Iridium Communications announced that it is expanding its Iridium Certus service and launching the service for commercial aviation. (Photo: Iridium)
Iridium Communications is expanding its Iridium Certus service, launching service for commercial aviation, the company announced Monday. The L-band service is now available for cockpits in commercial transport aircraft, business aviation, helicopters, private aircraft, and uncrewed aircraft systems (UAS).
Safety certifications with partner manufacturers and resellers are in progress, with flight trials expected to begin by the end of 2023 and approvals expected in 2024.
Iridium pitched the service as a complement to Ka- and Ku-band connectivity services in commercial passenger cabins, and can be primary connectivity for small-to-mid-size business jet cabins. Iridium also recommended it over high frequency/very high frequency service for electronic flight bag (EFB), flight critical data, and passenger communications during oceanic flights.
“Iridium’s first-generation voice and data solutions are installed on over 60,000 aircraft today and have been critical for flight safety and relied upon by pilots and airlines for years,” said John Peterson, executive director of Aviation, Iridium. “As the preferred solution for a wide range of aviation applications, from drones to airliners, Iridium Certus is ready to support the industry’s evolving connectivity needs.”
In June, Collins Aerospace revealed a high-speed SATCOM system for business jet cabins using the Iridium Certus 700 platform. It uses Iridium’s constellation of 66 cross-linked LEO satellites.
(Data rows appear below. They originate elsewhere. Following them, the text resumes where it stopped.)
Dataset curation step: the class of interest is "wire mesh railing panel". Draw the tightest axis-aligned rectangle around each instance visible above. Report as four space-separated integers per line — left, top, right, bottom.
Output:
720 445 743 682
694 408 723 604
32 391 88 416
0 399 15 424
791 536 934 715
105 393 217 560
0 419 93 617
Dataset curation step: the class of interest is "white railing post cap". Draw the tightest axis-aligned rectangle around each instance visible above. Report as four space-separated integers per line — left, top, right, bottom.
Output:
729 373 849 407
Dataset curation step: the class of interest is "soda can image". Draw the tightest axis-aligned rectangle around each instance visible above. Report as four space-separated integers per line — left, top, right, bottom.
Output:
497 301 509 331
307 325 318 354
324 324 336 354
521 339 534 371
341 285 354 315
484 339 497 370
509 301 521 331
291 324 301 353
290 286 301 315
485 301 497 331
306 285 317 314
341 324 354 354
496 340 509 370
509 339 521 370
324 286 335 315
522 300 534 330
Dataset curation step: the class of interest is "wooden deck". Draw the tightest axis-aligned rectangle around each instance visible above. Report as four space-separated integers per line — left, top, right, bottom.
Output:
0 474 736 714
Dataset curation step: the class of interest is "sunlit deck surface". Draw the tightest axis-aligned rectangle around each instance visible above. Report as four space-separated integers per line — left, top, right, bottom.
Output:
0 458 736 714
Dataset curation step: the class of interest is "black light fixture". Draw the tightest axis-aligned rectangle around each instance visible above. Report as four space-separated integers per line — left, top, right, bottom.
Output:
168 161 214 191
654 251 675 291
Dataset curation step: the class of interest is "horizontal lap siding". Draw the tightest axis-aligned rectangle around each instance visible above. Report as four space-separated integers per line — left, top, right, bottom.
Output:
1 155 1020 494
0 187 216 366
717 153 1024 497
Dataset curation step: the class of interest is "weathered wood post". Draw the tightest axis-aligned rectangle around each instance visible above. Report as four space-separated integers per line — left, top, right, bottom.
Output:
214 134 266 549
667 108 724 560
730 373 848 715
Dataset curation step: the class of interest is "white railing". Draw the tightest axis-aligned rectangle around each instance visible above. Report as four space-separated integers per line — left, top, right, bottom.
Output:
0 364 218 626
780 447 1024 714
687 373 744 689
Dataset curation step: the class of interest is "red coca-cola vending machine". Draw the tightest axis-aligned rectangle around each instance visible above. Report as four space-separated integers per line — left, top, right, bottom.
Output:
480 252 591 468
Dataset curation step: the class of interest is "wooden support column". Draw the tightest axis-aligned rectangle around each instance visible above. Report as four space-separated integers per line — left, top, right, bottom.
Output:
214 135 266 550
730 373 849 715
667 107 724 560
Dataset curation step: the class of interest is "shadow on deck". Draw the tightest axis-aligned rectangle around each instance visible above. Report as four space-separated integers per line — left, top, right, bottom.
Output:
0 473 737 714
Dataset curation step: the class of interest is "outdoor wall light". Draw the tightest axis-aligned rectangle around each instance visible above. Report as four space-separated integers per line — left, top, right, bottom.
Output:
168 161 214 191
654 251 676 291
According to John Peterson, Executive Director of Aviation at Iridium, one advantage of their satellite link is that it enables “excellent visibility of an aircraft no matter where it is in the world. These aircraft fly at such low altitudes that they don't always see the VHF or ADS towers, but they fly at a high enough altitude that they don't always see the LTE towers," he told Avionics recently.